To convince themselves they were seeing true Higgs decays, the CERN physicists set themselves a rigorous statistical standard. They required a level of certainty known as five sigma, which holds that there is a 1-in-3.5-million chance that a statistical fluke could have created a signal of the observed magnitude or greater. At the time of the CERN announcement, both Higgs detectors independently achieved the five-sigma level; the statistical strength has only increased since, with both detectors now between six and seven sigma.
Still, current theories predict a very specific set of behaviors for the Higgs, and it’s not yet clear whether the particle found at CERN meets those. The discovery may yet turn out to be a close cousin, rather than an identical twin, to the particle that Peter Higgs predicted. Scientists have been posting papers almost daily at arXiv.org, an online forum for new research not yet in journals, exploring the consequences of what a non–standard model Higgs might mean — from limiting the scope of other theories to raising the possibility of brand-new particles never before dreamed of.
If so, physicists will need new theories to explore what’s going on. That may take years: Their best tool, the LHC, is scheduled to shut down in early 2013 for an upgrade that could take up to two years. It will come back with more than 50 percent more energy.
That ultimate energy should be enough for physicists to distinguish between the several Higgs possibilities. There may even turn out to be not one but many kinds of Higgs particles, each with a different mass.

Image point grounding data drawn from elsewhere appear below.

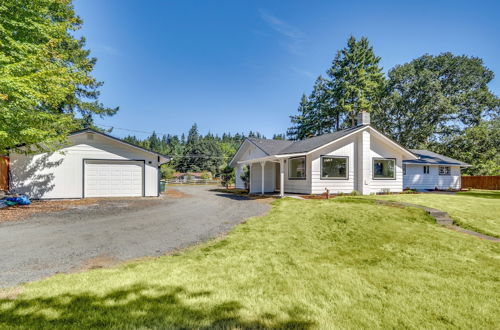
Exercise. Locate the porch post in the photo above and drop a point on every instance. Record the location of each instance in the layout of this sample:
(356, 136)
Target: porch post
(262, 165)
(282, 178)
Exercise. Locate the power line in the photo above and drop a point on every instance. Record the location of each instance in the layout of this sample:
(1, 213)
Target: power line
(130, 130)
(172, 156)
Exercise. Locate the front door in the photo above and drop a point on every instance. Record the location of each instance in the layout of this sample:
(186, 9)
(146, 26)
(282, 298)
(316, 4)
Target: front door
(277, 177)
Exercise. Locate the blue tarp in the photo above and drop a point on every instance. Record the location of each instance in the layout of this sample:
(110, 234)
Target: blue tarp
(21, 200)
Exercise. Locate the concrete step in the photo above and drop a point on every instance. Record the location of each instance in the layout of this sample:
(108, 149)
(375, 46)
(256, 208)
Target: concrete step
(438, 214)
(445, 221)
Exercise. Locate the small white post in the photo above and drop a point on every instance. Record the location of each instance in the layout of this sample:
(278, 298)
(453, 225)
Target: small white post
(262, 166)
(282, 178)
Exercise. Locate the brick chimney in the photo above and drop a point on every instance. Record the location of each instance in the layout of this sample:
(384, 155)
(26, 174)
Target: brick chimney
(363, 118)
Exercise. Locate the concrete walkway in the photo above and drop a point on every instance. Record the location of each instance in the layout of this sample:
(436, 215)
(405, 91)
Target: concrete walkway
(441, 218)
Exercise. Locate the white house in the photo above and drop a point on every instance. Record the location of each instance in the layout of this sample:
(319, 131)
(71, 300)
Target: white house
(358, 158)
(94, 164)
(432, 171)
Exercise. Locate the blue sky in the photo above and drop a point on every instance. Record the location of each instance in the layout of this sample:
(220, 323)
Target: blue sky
(240, 65)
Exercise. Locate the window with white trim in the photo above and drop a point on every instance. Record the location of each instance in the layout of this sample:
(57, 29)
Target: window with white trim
(384, 168)
(444, 170)
(297, 168)
(334, 167)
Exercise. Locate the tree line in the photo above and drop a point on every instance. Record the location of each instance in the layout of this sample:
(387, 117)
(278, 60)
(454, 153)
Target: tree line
(436, 102)
(196, 152)
(46, 85)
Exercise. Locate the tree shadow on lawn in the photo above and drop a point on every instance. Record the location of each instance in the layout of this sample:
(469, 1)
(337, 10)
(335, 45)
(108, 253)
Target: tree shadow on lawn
(489, 194)
(138, 306)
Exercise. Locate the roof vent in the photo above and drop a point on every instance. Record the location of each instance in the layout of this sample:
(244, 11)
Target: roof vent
(363, 118)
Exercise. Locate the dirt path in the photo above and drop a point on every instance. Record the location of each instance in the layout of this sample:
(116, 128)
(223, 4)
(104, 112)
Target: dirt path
(100, 234)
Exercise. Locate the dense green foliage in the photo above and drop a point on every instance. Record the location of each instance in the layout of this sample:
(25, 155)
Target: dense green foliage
(355, 82)
(476, 145)
(441, 103)
(436, 97)
(46, 87)
(342, 263)
(197, 152)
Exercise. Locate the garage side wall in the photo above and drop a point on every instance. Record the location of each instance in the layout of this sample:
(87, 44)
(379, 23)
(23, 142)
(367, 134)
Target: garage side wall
(60, 174)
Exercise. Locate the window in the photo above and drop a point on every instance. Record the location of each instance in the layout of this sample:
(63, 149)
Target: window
(444, 170)
(384, 168)
(297, 168)
(334, 167)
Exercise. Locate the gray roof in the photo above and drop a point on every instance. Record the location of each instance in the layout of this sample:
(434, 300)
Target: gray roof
(284, 147)
(429, 157)
(90, 130)
(271, 147)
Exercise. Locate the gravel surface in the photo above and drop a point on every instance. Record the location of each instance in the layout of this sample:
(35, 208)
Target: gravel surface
(114, 230)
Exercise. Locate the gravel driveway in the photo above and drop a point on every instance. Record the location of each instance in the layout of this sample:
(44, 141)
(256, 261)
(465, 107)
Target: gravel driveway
(115, 230)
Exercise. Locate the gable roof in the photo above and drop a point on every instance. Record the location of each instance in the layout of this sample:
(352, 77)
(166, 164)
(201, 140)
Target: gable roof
(432, 158)
(90, 130)
(270, 147)
(310, 144)
(284, 147)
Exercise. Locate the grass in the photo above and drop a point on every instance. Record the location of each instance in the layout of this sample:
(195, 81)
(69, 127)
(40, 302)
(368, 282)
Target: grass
(478, 210)
(340, 263)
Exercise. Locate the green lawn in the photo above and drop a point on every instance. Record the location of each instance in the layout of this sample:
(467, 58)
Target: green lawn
(478, 210)
(344, 263)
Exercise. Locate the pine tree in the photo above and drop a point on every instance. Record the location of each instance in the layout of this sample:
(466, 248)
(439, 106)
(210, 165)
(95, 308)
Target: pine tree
(301, 122)
(356, 80)
(46, 83)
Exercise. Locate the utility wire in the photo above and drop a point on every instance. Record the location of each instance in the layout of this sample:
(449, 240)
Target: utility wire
(172, 156)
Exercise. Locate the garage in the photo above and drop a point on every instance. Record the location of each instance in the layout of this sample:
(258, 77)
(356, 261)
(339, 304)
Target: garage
(113, 178)
(90, 164)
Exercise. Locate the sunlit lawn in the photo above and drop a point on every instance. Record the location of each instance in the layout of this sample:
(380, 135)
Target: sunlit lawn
(478, 210)
(339, 263)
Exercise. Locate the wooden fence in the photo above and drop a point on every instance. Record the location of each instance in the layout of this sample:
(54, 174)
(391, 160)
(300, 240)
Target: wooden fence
(4, 173)
(481, 182)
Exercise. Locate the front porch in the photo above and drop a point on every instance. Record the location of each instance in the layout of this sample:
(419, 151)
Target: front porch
(267, 176)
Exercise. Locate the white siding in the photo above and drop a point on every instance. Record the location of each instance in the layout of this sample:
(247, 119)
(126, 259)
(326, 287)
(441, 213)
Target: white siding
(416, 179)
(344, 148)
(256, 178)
(237, 181)
(60, 174)
(299, 186)
(380, 149)
(248, 151)
(361, 149)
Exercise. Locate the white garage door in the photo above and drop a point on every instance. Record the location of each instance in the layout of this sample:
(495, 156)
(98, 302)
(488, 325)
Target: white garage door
(111, 178)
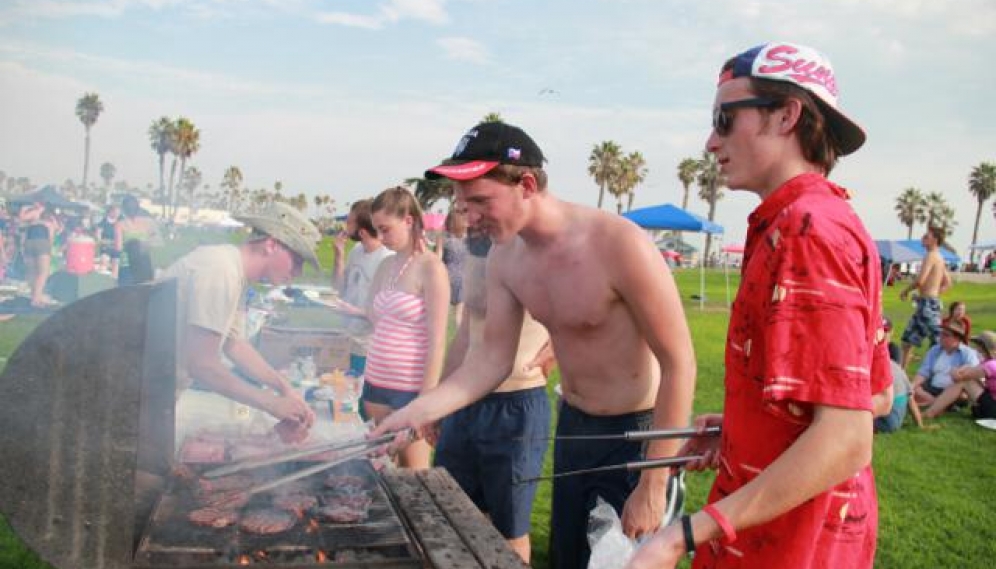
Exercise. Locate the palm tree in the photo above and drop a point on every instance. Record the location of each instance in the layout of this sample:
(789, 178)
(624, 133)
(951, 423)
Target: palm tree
(191, 181)
(161, 137)
(982, 184)
(231, 183)
(634, 172)
(688, 169)
(911, 207)
(107, 172)
(603, 165)
(711, 183)
(428, 192)
(88, 108)
(186, 142)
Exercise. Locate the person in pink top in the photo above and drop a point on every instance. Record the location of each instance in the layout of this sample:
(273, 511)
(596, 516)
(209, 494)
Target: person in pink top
(408, 305)
(805, 352)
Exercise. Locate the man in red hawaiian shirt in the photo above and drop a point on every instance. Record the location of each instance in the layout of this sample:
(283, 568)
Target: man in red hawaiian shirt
(804, 350)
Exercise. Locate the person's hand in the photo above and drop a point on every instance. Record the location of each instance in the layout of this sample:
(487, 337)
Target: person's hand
(706, 446)
(292, 407)
(407, 422)
(644, 509)
(662, 551)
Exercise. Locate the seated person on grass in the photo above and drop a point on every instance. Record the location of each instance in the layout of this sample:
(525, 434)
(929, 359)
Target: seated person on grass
(978, 382)
(934, 375)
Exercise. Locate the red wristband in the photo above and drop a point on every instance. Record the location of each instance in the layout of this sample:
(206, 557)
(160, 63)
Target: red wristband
(729, 534)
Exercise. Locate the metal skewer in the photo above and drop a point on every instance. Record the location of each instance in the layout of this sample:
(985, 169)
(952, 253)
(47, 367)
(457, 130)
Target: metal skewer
(651, 435)
(296, 454)
(635, 465)
(310, 470)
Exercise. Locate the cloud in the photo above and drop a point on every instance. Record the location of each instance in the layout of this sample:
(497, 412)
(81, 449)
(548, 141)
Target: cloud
(392, 12)
(464, 49)
(351, 20)
(165, 78)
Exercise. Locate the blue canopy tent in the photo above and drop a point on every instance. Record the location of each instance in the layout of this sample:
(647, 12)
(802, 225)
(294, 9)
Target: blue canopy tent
(896, 252)
(667, 216)
(950, 258)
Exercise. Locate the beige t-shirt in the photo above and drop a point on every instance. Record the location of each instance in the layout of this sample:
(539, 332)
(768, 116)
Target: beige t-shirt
(210, 290)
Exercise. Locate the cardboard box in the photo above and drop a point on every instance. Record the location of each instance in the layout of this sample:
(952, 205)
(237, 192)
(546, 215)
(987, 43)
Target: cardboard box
(282, 345)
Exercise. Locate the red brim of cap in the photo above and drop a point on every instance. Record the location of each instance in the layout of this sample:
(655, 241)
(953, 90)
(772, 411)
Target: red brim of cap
(464, 171)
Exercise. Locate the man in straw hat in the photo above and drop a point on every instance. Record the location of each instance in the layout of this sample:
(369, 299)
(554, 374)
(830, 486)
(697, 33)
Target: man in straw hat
(211, 286)
(936, 372)
(615, 320)
(805, 351)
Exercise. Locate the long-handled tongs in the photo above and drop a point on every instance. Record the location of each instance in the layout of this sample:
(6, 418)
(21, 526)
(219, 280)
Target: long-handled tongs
(651, 435)
(635, 465)
(368, 445)
(659, 434)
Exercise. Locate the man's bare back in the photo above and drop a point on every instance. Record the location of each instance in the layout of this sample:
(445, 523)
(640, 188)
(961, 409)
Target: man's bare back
(933, 278)
(569, 284)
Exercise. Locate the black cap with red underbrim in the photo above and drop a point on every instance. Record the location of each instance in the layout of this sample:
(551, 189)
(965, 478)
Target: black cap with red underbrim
(486, 146)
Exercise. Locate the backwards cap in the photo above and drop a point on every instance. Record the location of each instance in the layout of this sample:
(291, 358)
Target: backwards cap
(807, 68)
(486, 146)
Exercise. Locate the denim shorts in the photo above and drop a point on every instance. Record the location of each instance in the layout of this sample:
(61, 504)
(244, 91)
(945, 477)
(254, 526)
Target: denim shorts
(490, 444)
(391, 397)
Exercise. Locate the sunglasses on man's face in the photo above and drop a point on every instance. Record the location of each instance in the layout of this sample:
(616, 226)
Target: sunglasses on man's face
(722, 116)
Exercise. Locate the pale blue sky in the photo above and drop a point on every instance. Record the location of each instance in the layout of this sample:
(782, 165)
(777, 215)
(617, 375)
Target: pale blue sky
(348, 97)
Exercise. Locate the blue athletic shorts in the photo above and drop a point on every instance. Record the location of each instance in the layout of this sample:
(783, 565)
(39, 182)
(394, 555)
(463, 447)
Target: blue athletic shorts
(925, 322)
(575, 496)
(391, 397)
(489, 444)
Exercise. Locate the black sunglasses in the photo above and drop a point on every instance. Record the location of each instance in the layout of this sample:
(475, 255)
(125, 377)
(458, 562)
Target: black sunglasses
(722, 117)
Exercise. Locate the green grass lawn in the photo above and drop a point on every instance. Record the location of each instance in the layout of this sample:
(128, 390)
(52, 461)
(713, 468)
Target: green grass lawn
(935, 487)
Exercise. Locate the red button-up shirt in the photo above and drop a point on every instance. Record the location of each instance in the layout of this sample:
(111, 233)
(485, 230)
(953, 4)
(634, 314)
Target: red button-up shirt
(804, 331)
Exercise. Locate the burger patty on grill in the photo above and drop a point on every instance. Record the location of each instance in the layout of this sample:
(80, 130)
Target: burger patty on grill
(213, 517)
(267, 521)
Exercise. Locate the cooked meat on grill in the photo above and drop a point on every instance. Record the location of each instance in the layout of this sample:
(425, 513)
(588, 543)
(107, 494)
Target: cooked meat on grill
(359, 500)
(341, 514)
(203, 449)
(207, 486)
(267, 521)
(228, 500)
(213, 517)
(347, 483)
(291, 432)
(296, 504)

An LHC running at full bore may also be able to answer one of the biggest puzzles about the collider so far: why it hasn’t spotted any evidence of supersymmetry, a theory that holds that all the particles in the ordinary world have a heavy partner lurking nearby. Supersymmetry could explain why the mass of the Higgs boson isn’t infinite, as standard model math would have it. Supersymmetry could also mean that the Higgs itself has its own massive superpartner particle. Powering up to higher energies will let the LHC probe the possibilities of this shadowy otherworld, if it exists.
“This isn’t the end of the story,” says Fermilab physicist Rob Roser, “but the beginning of a new chapter in science.”